No se trata, ciertamente, de negar lo dramático y el horror de la cruz. Basta pensar en las horribles masacres, en «las limpiezas étnicas», en los genocidios, en las torturas, en las persecuciones de que están llenas las crónicas de nuestro tiempo: ¡nada hay en todo esto de bello ni estético! Pero a la luz de la Pasión y la Muerte del Hijo del hombre, alguna claridad se abre paso en medio de esos horrores: Dios no está ausente; antes, al contrario, está cerca e incluso se identifica con esas víctimas. Y el cristiano y la persona consagrada no sólo se conmueven, sino que acuden presurosos a llevar auxilio y consuelo a su Señor presente y crucificado una vez más en ese calvario, añadiendo así otro poco de luz en medio de tan amargas tinieblas.

e) La vida consagrada, situada bajo la cruz, sabe perder «en esplendor humano»; el «look» de la vida consagrada no aparece como muy fascinante a los ojos de nuestros contemporáneos. Quien pone su empeño en hacer carrera, quien busca la ostentación y quiere sobresalir, abandona el campo y los ambientes de la vida consagrada. Son cosas muy distintas las que actualmente hacen «abrir los ojos» para atraer la atención de los demás.

Y, sin embargo, persiste y emerge la «fascinación discreta» e irresistible del «agape», del amor que se entrega, un amor que, a largo plazo, se muestra como realmente victorioso. Si la cruz, para una mirada puramente humana, es la síntesis de la derrota del bien y de la victoria del absurdo, a ojos de los evangelistas y de todo creyente resulta ser «la fuerza de Dios», la suprema victoria del amor, la proclamación de que la última palabra le corresponde al amor: quien ama podrá cantar victoria. Porque eso es lo que Dios valora. Si deja que el mal domine, sólo lo hace hasta el «tercer día», para manifestar después lo que a El le gusta de verdad, es decir, lo que construye la historia.

Existe un esplendor oculto en la vida de entrega a Dios y a los hermanos, que no puede dejar de revelarse en lo profundo de las personas, porque es la fuerza secreta del «agape», la gloria de la Iglesia y la más eficaz de las misiones, lo que construye los fundamentos del mundo. Basta pensar en la madre Teresa de Calcuta y en tantas otras personas que son recordadas como una bendición por cuanto han realizado en humilde y desinteresado servicio.

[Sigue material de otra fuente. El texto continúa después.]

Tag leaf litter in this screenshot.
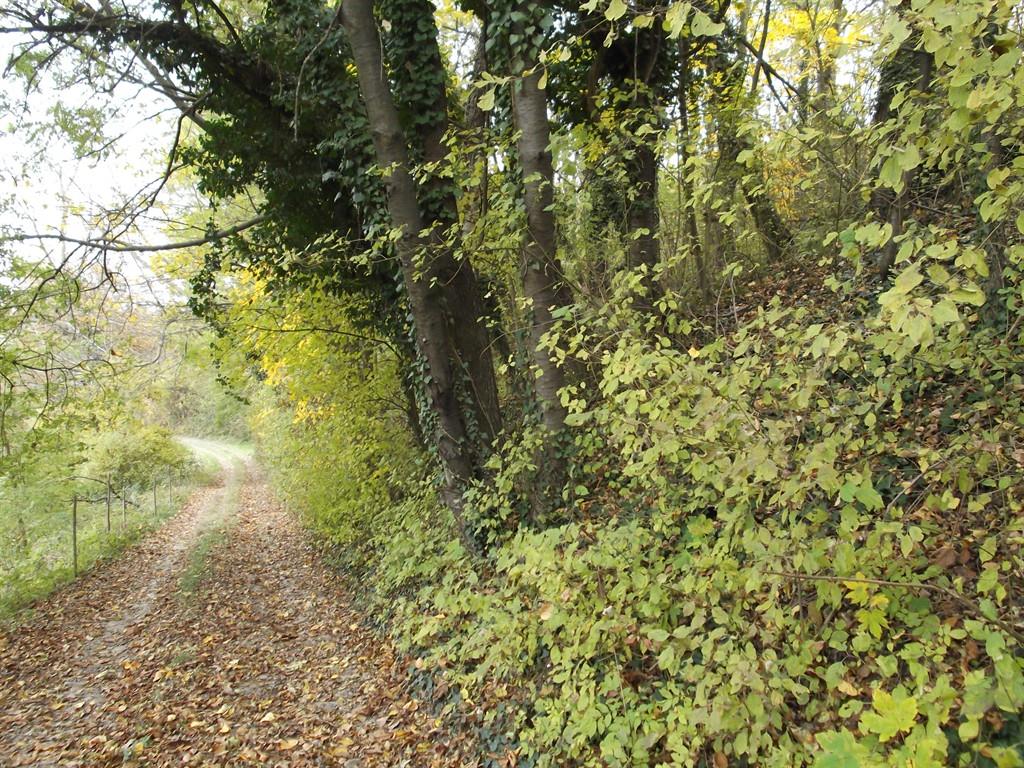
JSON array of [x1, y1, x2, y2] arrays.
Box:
[[0, 463, 473, 767]]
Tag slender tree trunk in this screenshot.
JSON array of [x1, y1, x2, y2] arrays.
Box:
[[678, 39, 709, 301], [582, 16, 664, 297], [626, 24, 663, 282], [980, 15, 1009, 306], [341, 0, 477, 546], [628, 127, 660, 275], [462, 28, 490, 239], [382, 0, 502, 447], [513, 67, 574, 433], [871, 2, 933, 279], [813, 0, 844, 110], [709, 44, 792, 262]]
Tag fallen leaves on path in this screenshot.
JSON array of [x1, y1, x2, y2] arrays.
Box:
[[0, 465, 476, 767]]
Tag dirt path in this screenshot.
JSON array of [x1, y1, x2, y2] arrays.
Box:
[[0, 445, 468, 767]]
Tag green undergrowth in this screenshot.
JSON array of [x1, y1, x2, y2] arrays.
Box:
[[245, 3, 1024, 763], [259, 274, 1024, 766], [0, 435, 229, 621], [0, 482, 197, 621], [392, 298, 1023, 768]]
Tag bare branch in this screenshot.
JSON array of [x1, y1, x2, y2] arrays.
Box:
[[6, 216, 267, 253]]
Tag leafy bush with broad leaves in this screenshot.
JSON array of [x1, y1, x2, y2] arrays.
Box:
[[390, 284, 1024, 765], [84, 424, 194, 489], [373, 2, 1024, 766], [239, 0, 1024, 765]]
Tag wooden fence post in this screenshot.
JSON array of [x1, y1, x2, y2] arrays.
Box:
[[72, 493, 79, 577], [105, 474, 112, 533]]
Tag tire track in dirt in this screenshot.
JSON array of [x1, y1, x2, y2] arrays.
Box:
[[0, 444, 241, 765], [0, 448, 471, 767]]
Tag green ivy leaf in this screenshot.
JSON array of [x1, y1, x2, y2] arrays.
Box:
[[814, 730, 870, 768]]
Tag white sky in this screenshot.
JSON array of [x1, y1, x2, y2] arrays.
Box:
[[0, 35, 190, 294]]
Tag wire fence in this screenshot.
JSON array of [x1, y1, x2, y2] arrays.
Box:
[[0, 470, 191, 616]]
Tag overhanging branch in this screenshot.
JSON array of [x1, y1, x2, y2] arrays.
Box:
[[6, 216, 267, 253]]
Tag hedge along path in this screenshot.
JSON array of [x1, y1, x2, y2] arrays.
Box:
[[0, 448, 470, 767]]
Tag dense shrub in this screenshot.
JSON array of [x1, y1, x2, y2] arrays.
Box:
[[84, 424, 195, 488]]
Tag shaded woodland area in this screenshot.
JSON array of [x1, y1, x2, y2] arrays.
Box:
[[2, 0, 1024, 765]]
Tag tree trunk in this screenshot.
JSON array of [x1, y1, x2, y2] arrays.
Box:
[[980, 15, 1008, 307], [382, 0, 502, 447], [461, 27, 490, 239], [341, 0, 477, 546], [512, 67, 574, 433], [813, 0, 844, 110], [628, 126, 661, 276], [625, 24, 663, 284], [708, 43, 792, 263], [582, 15, 664, 298], [871, 2, 933, 279], [678, 38, 709, 302]]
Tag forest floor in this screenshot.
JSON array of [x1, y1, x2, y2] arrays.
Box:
[[0, 441, 467, 767]]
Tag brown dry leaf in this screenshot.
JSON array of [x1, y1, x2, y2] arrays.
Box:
[[932, 546, 958, 569], [836, 679, 858, 697]]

3. Una invitación a ponerse bajo la cruz

«La persona consagrada experimenta la verdad de Dios-Amor de un modo tanto más inmediato y profundo cuanto más se coloca bajo la Cruz de Cristo» (VC, 24). «Es lo que testimonian continuamente y con un valor digno de profunda admiración un gran número de personas consagradas, que con frecuencia viven en situaciones difíciles, incluso de persecución y martirio. Su fidelidad al único Amor se manifiesta y se fortalece en la humildad de una vida oculta, en la aceptación de los sufrimientos para completar en la propia carne lo que "falta a las tribulaciones de Cristo" (Col 1,24), en el sacrificio silencioso, en el abandono a la santa voluntad de Dios, en la serena fidelidad incluso ante el declive de las fuerzas y del propio ascendiente» (VC, 24).

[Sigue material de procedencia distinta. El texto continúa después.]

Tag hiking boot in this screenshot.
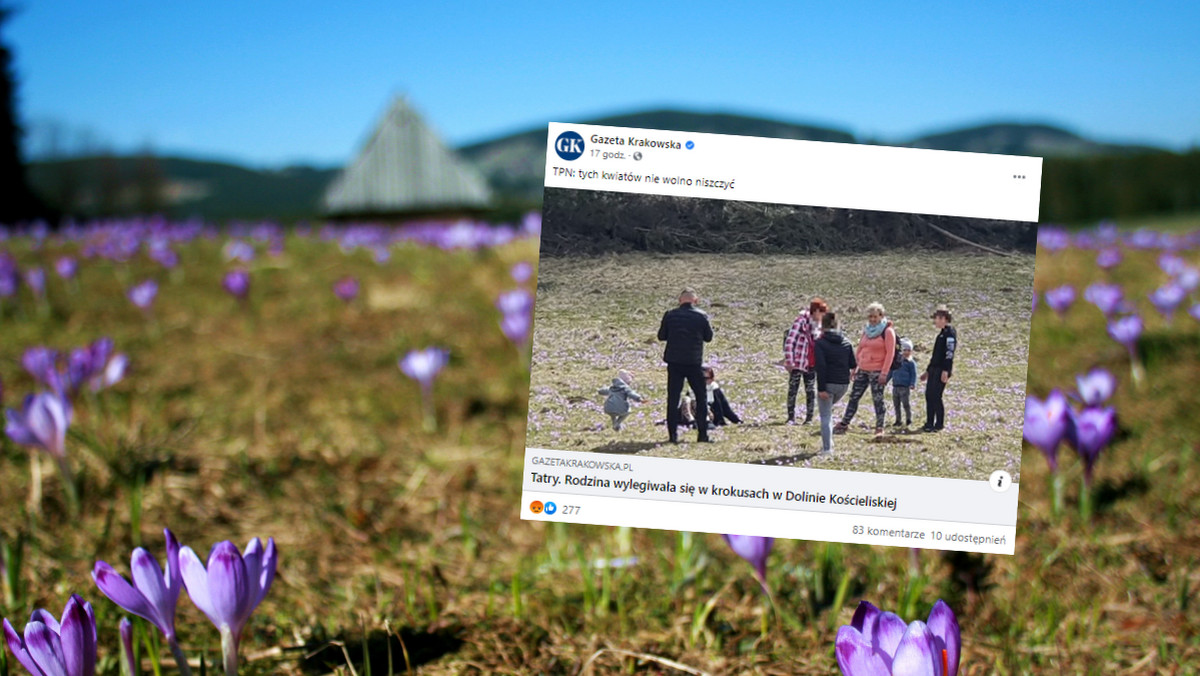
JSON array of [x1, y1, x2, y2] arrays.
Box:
[[833, 422, 848, 435], [802, 415, 813, 425], [891, 420, 903, 428], [874, 428, 885, 438]]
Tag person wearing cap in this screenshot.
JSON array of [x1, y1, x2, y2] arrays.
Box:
[[890, 338, 918, 428], [658, 287, 714, 443], [920, 306, 957, 432]]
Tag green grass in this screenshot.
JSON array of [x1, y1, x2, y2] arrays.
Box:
[[529, 252, 1032, 482], [0, 232, 1197, 673]]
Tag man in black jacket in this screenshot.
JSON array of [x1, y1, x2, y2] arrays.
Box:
[[658, 288, 714, 443], [920, 306, 957, 432]]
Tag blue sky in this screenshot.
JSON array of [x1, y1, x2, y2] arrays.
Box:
[[7, 1, 1199, 167]]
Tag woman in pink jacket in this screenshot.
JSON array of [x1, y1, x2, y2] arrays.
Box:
[[834, 302, 896, 438]]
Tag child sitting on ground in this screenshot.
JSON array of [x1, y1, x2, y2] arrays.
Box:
[[890, 339, 918, 428], [598, 369, 645, 431], [705, 365, 742, 426]]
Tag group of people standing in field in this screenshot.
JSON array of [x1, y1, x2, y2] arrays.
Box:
[[783, 297, 957, 456], [596, 288, 957, 457]]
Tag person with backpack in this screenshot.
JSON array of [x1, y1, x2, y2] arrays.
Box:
[[814, 311, 856, 456], [783, 298, 828, 424], [920, 306, 957, 432], [834, 302, 897, 439]]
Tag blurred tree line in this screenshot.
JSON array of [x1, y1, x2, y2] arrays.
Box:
[[540, 188, 1036, 256], [1041, 151, 1200, 224]]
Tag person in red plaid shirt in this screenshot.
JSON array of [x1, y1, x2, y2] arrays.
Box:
[[783, 297, 828, 424]]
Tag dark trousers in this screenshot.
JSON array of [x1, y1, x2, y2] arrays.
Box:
[[925, 369, 947, 429], [786, 368, 816, 421], [710, 388, 741, 425], [666, 363, 708, 441]]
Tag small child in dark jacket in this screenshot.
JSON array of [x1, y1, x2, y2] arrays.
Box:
[[890, 339, 918, 427], [704, 365, 742, 426], [814, 312, 857, 455]]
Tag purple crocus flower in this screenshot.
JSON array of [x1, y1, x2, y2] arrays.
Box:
[[149, 244, 179, 270], [55, 256, 78, 280], [92, 529, 183, 641], [332, 276, 359, 303], [1148, 284, 1187, 323], [510, 261, 534, 284], [1075, 368, 1116, 406], [119, 618, 136, 676], [94, 353, 128, 392], [722, 534, 773, 590], [83, 337, 126, 392], [1158, 253, 1186, 276], [1083, 282, 1124, 317], [497, 288, 535, 347], [500, 310, 532, 346], [496, 288, 533, 317], [1037, 226, 1070, 252], [1023, 390, 1071, 472], [222, 270, 250, 300], [3, 594, 97, 676], [835, 599, 960, 676], [0, 253, 19, 297], [1190, 303, 1200, 322], [1095, 247, 1122, 269], [180, 538, 277, 675], [5, 391, 72, 459], [22, 347, 61, 390], [1107, 315, 1142, 354], [223, 240, 255, 262], [128, 280, 159, 310], [24, 267, 45, 298], [1175, 266, 1200, 292], [399, 348, 449, 392], [1066, 407, 1116, 486], [1043, 285, 1075, 316]]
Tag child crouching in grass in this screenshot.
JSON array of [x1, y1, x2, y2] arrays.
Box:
[[599, 369, 645, 431]]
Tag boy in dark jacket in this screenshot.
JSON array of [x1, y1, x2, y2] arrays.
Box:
[[890, 339, 918, 428], [814, 311, 857, 455], [920, 306, 957, 432]]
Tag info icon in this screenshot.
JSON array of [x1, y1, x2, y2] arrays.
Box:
[[529, 500, 544, 514], [543, 501, 557, 515]]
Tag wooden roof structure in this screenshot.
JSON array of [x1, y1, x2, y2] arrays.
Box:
[[322, 97, 492, 219]]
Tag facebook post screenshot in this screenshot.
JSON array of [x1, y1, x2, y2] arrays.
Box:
[[521, 123, 1042, 554]]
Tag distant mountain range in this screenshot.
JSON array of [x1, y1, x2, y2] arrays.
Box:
[[27, 110, 1171, 220]]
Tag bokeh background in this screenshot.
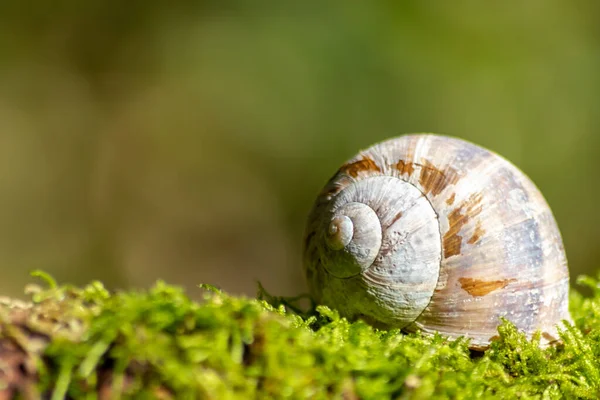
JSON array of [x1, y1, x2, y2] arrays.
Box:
[[1, 2, 599, 299]]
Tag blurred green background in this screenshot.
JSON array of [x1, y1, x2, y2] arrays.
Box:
[[0, 2, 598, 298]]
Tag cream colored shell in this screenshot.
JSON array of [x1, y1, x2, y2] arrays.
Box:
[[303, 134, 571, 350]]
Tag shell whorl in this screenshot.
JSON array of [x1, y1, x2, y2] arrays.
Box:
[[312, 175, 442, 327], [322, 202, 381, 278], [326, 216, 354, 250], [303, 134, 571, 350]]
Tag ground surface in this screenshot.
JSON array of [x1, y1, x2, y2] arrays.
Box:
[[0, 272, 599, 399]]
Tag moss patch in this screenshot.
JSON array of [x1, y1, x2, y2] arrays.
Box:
[[0, 272, 599, 399]]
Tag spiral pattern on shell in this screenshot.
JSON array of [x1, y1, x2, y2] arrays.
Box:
[[303, 134, 571, 350]]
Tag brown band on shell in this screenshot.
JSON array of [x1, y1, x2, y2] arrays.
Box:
[[443, 194, 484, 258], [339, 157, 381, 178], [387, 211, 403, 229], [458, 277, 517, 297], [418, 161, 460, 196], [467, 222, 485, 245], [464, 193, 484, 215], [443, 208, 466, 258], [446, 193, 456, 206], [319, 185, 343, 199], [395, 160, 415, 176]]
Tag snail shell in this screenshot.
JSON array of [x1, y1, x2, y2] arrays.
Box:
[[303, 134, 571, 350]]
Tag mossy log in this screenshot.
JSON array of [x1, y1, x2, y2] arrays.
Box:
[[0, 272, 599, 399]]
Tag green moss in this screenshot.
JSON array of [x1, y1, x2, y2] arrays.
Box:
[[1, 273, 600, 399]]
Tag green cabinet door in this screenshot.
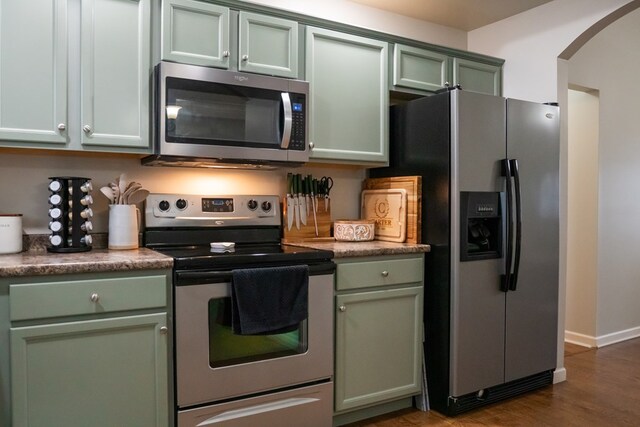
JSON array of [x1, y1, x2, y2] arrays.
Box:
[[161, 0, 230, 68], [335, 286, 423, 412], [11, 313, 168, 427], [239, 12, 298, 78], [392, 44, 449, 93], [81, 0, 150, 149], [306, 27, 388, 165], [453, 58, 502, 96], [0, 0, 68, 146]]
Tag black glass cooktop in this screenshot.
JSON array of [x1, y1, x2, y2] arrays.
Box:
[[153, 243, 333, 271]]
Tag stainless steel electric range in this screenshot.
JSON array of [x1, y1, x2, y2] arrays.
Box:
[[144, 193, 335, 427]]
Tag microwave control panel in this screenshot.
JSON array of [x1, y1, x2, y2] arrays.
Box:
[[289, 93, 306, 151]]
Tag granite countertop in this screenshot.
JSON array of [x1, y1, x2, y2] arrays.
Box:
[[0, 248, 173, 278], [285, 240, 431, 258]]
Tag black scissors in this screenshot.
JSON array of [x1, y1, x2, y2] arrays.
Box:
[[320, 176, 333, 210]]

a) En el sínodo de los obispos, los únicos aplausos que se oyeron estuvieron reservados a los «liberados» de los lugares de martirio y persecución. ¡Y en estos años ha sido grande el número de los mártires! Sus testimonios aparecían como las más bellas páginas escritas en estos años por la vida consagrada. Y no sólo esto, se vio también que en esas situaciones extremas experimentaron la fuerza de la cruz y se les concedió ver brillar en todo su fulgor la grandeza y la belleza de la vida consagrada que sabe entregarse. En el sínodo se pronunciaron palabras sublimes y convincentes sobre el poder y la fuerza de la cruz. Y se oyeron espléndidos testimonios sobre la fecundidad que resulta de participar con el propio ser en el misterio de la cruz. La vida consagrada «goza de buena salud» cuando está bajo la cruz de Cristo. E incluso florece aun numéricamente. ¡ Ay del querer librarse de la cruz en que el Señor nos pone!: puede convertirse en esterilidad y en alejamiento del lugar donde el Señor quiere encontrarse con nosotros en intimidad y en fecundidad.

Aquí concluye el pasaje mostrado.